Method may help quickly identify regions where objects — and missing people — have converged
June 2, 2020
When an object or person goes missing at sea, the complex, constantly changing conditions of the ocean can confound and delay critical search-and-rescue operations.
Now researchers at the Massachusetts Institute of Technology, the Woods Hole Oceanographic Institution, Virginia Tech and other institutions have developed a technique they hope will help first responders quickly zero in on regions of the sea where missing objects or people are likely to be. The results of the National Science Foundation-funded study are published in the journal Nature Communications.

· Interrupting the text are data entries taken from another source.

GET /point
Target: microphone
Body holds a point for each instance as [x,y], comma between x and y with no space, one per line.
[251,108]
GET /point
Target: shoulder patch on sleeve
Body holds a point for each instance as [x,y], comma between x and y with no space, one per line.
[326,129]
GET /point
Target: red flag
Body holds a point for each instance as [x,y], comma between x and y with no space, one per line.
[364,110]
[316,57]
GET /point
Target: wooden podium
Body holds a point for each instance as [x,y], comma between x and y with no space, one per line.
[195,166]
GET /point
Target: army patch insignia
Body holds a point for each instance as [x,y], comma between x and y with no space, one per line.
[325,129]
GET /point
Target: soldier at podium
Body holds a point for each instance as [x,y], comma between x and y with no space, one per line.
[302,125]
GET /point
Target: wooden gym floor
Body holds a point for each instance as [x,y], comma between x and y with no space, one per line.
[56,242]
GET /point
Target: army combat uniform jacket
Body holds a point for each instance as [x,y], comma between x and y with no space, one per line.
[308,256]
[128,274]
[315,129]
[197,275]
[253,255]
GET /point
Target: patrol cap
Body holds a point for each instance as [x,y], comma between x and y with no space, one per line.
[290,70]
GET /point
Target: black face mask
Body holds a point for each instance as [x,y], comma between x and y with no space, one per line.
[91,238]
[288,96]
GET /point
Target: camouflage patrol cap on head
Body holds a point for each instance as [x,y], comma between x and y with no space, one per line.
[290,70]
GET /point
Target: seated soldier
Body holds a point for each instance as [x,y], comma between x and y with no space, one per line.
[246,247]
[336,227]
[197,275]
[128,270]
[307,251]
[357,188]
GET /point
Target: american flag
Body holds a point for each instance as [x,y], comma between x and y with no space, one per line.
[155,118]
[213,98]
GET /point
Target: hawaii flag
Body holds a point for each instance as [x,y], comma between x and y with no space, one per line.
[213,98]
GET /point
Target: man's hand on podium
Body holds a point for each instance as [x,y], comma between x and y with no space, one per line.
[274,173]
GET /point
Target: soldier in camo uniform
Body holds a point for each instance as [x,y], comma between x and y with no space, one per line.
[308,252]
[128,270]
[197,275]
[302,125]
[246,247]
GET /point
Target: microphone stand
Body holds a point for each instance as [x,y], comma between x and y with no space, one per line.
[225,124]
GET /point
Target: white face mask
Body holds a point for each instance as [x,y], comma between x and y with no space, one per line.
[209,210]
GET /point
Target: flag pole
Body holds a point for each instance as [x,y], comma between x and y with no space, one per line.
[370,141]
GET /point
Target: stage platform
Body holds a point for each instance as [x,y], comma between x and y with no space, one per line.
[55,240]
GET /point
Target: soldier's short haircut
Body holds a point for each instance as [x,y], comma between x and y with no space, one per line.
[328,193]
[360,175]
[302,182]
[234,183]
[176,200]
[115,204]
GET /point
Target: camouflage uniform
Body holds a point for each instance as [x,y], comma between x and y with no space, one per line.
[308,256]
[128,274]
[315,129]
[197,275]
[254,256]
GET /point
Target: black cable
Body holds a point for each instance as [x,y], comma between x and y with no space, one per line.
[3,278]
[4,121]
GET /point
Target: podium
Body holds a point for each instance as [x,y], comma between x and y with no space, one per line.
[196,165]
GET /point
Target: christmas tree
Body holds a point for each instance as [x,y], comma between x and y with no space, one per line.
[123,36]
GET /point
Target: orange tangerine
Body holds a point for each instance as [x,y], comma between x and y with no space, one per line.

The technique is a new algorithm that analyzes ocean conditions such as the strength and direction of ocean currents, surface winds, and waves, and identifies in real time the regions of the ocean where floating objects are likely to converge.
The team demonstrated the technique in several field experiments in which they deployed drifters and human-shaped mannequins in various locations in the ocean. They found that over the course of a few hours, the objects migrated to the regions the algorithm predicted based on the current ocean conditions.
The algorithm can be applied to existing models of ocean conditions in a way that allows rescue teams to quickly uncover hidden “traps,” where the sea may be steering missing people at a given time.
“This new tool can be run on various models to see where these traps are predicted, and thus the most likely locations for a stranded vessel or missing person,” says Thomas Peacock, a mechanical engineer at MIT. “The method uses data in a way that it hasn’t been used before, so it provides first responders with a new perspective.”